Alcoa did get in a voice of moderation later in its remarks:

"While we face volatile and uncertain markets today, longer-term trends will drive a rebound in global aluminum demand, and the forward market reflects underlying optimism on medium-term aluminum pricing," said Kleinfeld. "During difficult times, we will examine opportunities across the industry to improve our competitiveness, use every lever to improve profitability, and position the company to deliver stronger value when demand improves."

Always end on a positive, right? Well, despite what feels like well-earned cynicism on my part, it might not be just spin.

China, the country responsible for producing about a quarter of the world's aluminum, closed smelters and reduced production this summer because of inadequate energy and high input costs. Aluminum Corp of China Ltd. (Chalco) [NYSE:ACH], has been hit just as hard by high costs as Alcoa, warning on Tuesday that its third-quarter results are going to be down more than 50%. If demand in China is going to continue to grow, the aluminum will have to come from somewhere, and with declines in shipping and energy, Alcoa might be able to position itself well competitively when the market recovers.

Pulling that off would require some seriously on-top-of-it management. Given that Alcoa misses its own earnings guidance 50% of the time, it's hard to be too optimistic.

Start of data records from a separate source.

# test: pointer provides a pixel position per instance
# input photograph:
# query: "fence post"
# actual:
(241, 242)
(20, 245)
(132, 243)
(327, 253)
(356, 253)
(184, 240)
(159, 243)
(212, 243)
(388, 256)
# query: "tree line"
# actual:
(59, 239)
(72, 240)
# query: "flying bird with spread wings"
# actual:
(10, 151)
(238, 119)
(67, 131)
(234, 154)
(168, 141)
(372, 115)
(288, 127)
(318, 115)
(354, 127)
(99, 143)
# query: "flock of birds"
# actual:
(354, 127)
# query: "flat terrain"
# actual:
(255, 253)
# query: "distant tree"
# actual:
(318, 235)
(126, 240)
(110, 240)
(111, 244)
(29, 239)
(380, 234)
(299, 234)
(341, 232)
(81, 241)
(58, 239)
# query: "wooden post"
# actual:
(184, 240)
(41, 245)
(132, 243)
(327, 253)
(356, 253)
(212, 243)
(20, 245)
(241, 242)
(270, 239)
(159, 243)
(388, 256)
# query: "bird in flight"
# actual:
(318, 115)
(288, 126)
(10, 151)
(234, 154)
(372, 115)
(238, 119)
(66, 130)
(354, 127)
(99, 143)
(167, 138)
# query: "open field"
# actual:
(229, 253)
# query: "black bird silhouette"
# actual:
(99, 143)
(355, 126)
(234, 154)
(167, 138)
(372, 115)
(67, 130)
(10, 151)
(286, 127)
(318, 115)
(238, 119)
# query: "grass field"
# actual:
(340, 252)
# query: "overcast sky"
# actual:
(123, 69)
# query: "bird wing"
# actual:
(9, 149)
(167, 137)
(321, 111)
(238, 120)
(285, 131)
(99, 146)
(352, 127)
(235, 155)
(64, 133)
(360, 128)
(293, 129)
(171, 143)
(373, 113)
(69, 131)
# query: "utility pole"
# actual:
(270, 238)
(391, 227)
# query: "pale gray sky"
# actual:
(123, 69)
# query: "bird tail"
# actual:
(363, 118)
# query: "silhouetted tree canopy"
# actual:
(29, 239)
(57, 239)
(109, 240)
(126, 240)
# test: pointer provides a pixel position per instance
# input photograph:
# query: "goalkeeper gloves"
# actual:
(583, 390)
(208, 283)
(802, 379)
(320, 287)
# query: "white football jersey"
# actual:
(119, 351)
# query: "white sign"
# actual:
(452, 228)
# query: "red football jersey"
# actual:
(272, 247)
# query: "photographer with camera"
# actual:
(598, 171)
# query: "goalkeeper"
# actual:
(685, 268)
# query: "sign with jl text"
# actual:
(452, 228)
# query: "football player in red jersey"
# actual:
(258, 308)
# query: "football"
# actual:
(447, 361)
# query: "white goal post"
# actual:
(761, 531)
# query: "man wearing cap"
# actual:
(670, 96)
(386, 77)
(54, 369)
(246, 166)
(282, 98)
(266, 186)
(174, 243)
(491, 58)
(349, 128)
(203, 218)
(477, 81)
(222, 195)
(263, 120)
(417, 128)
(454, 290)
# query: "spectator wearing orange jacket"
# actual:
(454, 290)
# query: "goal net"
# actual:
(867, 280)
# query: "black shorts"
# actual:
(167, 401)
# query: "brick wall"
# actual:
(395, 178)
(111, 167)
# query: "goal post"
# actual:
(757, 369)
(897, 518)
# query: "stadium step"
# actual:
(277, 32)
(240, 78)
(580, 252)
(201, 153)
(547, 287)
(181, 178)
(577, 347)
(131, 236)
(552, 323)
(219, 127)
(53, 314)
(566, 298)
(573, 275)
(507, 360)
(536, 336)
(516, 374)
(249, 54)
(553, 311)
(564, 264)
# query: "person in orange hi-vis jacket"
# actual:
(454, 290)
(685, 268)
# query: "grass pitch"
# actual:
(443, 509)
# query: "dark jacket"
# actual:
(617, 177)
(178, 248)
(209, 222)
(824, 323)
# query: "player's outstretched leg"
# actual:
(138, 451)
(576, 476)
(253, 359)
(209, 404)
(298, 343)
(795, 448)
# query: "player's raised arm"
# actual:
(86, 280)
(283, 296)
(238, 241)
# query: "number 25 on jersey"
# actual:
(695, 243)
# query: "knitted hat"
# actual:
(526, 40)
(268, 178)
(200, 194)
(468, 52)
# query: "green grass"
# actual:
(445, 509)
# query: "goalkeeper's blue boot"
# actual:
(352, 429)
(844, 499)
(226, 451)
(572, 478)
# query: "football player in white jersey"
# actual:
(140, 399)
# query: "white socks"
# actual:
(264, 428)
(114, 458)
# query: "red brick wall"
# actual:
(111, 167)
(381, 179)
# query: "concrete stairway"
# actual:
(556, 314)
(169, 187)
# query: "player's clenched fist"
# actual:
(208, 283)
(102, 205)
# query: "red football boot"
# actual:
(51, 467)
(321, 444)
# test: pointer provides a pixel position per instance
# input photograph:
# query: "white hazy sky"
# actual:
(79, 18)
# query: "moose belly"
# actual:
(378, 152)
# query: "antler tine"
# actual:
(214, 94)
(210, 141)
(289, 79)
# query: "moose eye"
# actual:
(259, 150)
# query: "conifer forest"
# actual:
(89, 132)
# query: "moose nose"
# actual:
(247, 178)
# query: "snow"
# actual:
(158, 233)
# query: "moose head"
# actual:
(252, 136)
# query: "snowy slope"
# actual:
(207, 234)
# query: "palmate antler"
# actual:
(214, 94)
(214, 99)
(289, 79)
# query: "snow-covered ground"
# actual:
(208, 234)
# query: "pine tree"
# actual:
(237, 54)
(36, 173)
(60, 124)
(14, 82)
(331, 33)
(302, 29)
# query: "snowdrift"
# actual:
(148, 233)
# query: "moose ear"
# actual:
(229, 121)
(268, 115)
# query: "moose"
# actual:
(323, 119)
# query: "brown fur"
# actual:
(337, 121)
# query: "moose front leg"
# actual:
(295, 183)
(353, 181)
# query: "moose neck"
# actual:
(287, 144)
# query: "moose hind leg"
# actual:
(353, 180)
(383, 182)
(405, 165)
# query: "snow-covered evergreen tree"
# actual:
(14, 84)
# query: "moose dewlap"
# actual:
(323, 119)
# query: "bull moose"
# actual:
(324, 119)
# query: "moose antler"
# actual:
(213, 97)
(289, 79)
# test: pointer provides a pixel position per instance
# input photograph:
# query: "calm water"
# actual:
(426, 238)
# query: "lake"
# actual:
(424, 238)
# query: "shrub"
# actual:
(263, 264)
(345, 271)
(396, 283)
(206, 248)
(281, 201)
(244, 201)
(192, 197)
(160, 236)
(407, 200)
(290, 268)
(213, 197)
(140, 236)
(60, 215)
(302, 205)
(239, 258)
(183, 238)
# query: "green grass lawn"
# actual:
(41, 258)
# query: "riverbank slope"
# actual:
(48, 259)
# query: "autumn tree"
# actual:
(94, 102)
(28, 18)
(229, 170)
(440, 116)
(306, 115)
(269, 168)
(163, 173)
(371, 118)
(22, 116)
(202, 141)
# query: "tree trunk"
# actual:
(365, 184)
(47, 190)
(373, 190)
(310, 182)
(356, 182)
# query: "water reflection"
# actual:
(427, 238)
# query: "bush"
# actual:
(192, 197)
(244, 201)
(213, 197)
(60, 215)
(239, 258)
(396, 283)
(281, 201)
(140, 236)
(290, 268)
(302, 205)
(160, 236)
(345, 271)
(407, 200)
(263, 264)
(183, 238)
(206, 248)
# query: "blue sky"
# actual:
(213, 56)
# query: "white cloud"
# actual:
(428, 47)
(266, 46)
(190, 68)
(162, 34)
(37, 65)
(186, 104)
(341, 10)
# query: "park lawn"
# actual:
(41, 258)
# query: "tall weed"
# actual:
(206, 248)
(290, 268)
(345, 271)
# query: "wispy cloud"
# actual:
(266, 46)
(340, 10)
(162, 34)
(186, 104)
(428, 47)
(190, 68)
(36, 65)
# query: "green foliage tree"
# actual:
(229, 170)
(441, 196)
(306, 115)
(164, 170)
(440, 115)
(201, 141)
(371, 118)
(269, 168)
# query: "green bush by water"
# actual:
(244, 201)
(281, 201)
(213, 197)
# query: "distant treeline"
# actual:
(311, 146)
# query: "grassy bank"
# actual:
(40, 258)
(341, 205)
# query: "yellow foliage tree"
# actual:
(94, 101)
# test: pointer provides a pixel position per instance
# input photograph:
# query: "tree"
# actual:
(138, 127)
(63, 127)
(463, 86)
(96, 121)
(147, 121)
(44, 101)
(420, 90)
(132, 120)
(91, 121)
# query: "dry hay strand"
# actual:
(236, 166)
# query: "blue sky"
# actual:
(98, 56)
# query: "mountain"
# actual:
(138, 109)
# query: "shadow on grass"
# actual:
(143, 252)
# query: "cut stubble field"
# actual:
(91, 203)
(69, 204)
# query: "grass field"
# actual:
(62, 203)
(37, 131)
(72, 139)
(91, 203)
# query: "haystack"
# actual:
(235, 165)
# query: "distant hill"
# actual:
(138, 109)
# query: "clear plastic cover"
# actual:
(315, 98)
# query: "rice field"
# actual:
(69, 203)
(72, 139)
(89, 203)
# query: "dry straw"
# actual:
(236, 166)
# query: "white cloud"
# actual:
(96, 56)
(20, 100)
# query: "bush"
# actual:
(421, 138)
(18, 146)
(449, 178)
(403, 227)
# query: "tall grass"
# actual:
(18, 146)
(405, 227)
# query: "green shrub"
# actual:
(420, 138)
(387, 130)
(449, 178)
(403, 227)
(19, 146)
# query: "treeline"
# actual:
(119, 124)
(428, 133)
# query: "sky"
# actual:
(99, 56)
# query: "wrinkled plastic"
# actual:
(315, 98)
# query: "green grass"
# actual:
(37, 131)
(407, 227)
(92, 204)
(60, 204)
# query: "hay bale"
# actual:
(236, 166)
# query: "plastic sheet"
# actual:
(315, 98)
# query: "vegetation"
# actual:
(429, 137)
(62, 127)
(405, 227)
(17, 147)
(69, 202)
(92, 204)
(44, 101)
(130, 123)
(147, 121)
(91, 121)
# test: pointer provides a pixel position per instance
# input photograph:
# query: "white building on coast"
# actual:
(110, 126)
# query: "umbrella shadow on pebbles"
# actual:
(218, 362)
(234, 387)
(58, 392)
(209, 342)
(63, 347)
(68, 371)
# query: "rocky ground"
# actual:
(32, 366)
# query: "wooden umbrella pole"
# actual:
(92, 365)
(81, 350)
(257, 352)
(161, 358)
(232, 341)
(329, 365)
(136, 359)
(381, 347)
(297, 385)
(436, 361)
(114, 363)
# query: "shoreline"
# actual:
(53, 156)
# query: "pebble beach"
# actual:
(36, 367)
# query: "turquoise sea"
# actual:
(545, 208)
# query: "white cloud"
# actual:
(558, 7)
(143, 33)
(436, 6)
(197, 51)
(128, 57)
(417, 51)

This article has 5 comments:

  •  
    Oct 09 05:18 PM
    Clear, informative article -- thanks! One question, Julian: even if Alcoa's management in the past has been poor, do you think Klaus Kleinfeld deserves the benefit of the doubt? I haven't followed it closely, but I'm under the impression he did a great job at Siemens before a bribery scandal among his underlings forced him to leave.
    Reply
  •  
    Oct 10 02:39 AM
    In case you dont realize... our whole aluminium industry is still too small to support the need of our automotive industry to build lighter cars . We still need to build twice as many smelters or more to meet the requirments of the automotive industry in order to boost the fuel efficiency. The world still produce thirty tons of steel for every ton of aluminium. We had been busy stripping all our homes of old aluminium framed windows to boost scrap supplies, yet it is n ot enough . We will demand far more aluminium than you would imagine in the forseeable future.. We will save a lot of energy recycling aluminium than recycling steel.
    Reply
  •  
    Oct 10 02:43 AM
    That is why we are bullding ridiculously tiny cars of steel while we can buiild more comfortable cars made of aluminium for same fuel efficiency.. tiny cars is not practical and we found that out already long ago... That was the reason we returned to bigger cars and gas guzzling this last time around... Tiny cars will never survive here in America . Put aluminium in tiny cars to make them bigger and more comfortable..
    Reply
  •  
    Oct 10 02:48 AM
    Everyone bought up steel stocks where they should ini aluminium stocks... Steel is three times as heavy as aluminium... One pound of aluminium is as strong as two pound o f steel. One pound of alumiium is 50% bigger than two pound of steel.. imagine that?!!!! Aluminium is stronger by lighter density and bigger mass than steel. Everyone will love aluminium again!
    Reply
  •  
    Oct 13 12:21 AM
    You could make humongous cars out of plastic. LOL I wonder why suspend the stock buybacks, honestly it's never been cheaper and what a way to instill confidence, why not just scale back the buyback? How safe is this dividend? That seems like the 800lb gorilla in the room. According to the balance sheet they are sitting on a lot of finished goods, not good in todays environment. We like to see cash when times are tough, during the call I believe they stated 1:3 debt to cash, I wonder if they are counting goods as cash. Feedstock costs seem to be cheapening that's a plus. Maybe that's the plan, gorge on material while it's cheaper to make it and horde it until things get better. Seems Klaus has inherited a sh*t sandwich. Long AA on valuation. Though, I think a dividend cut will have the faithful running for the exits.